/image-extractor

Simtel to ctapipe to HDF5 (Pytables) converter for CTA Analysis

Primary LanguagePythonMIT LicenseMIT

ImageExtractor

build statusCoverage Status Code Health

Package for loading simtel data files, processing and calibrating the event data, and writing the processed data to a custom PyTables HDF5 format. Created for the testing of new machine learning and other analysis techniques for the Cherenkov Telescope Array (CTA) collaboration. Built using Pytables and ctapipe.

Currently under development, intended for internal use only.

Installation in Anaconda (Recommended)

The following installation method (for Linux) is recommended:

Installing Anaconda

First, install the Anaconda Python distribution (Python 3.6), which can be found here.

Clone the repository (or fork and clone if you wish to develop) into a local directory of your choice.

cd software
git clone https://github.com/cta-observatory/image-extractor.git
cd image-extractor

Create a new Anaconda environment (defaults to Python 3.6), installing all of the dependencies using requirements.txt.
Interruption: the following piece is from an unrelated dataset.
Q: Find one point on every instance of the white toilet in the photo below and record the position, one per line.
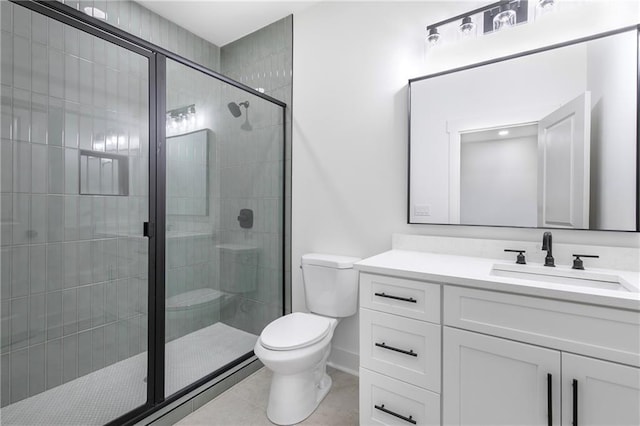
(296, 347)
conda create -n [ENV_NAME] --file requirements.txt -c cta-observatory -c conda-forge -c openastronomy

Installing ctapipe from source

NOTE: As of v0.5.1, the conda package version of ctapipe appears to be lagging somewhat behind the development version and is missing key features which are used by ImageExtractor. As a result, it is necessary to install ctapipe from source. To do this:

Clone the ctapipe repository (or fork and clone if you wish to develop) into a local directory of your choice.

cd software
git clone https://github.com/cta-observatory/ctapipe.git
cd ctapipe

Activate the Anaconda environment you set up earlier:

source activate [ENV_NAME]

Then to install, simply run:

python setup.py install

You can verify that ctapipe was installed correctly by running:

conda list

and looking for ctapipe.

Do the same for ctapipe-extra (a repository containing additional resources for ctapipe):

cd software
git clone https://github.com/cta-observatory/ctapipe-extra.git
cd ctapipe-extra
source activate [ENV_NAME]
python setup.py install

If both packages are showing up correctly, you should now be able to run/import image_extractor.py or any of the other scripts/modules from the command line in your environment.

Installing ImageExtractor using pip

Finally, you can install ImageExtractor using pip.

source activate [ENV_NAME]
conda install pip

cd image-extractor
/path/to/anaconda/install/envs/[ENV_NAME]/bin/pip install .

where /path/to/anaconda/install is the path to your anaconda installation directory and ENV_NAME is the name of your environment.

The path to the environment directory for the environment you wish to install into can be found quickly by running

conda env list

Installation in Python (Not recommended):

The same installation procedure can be done in a non-Anaconda version of Python, however this is not recommended due to the small chance of dependency issues or other bugs. Alternatively, the installation can be done in a virtualenv environment.

Dependencies

See requirements.txt for the full list of dependencies.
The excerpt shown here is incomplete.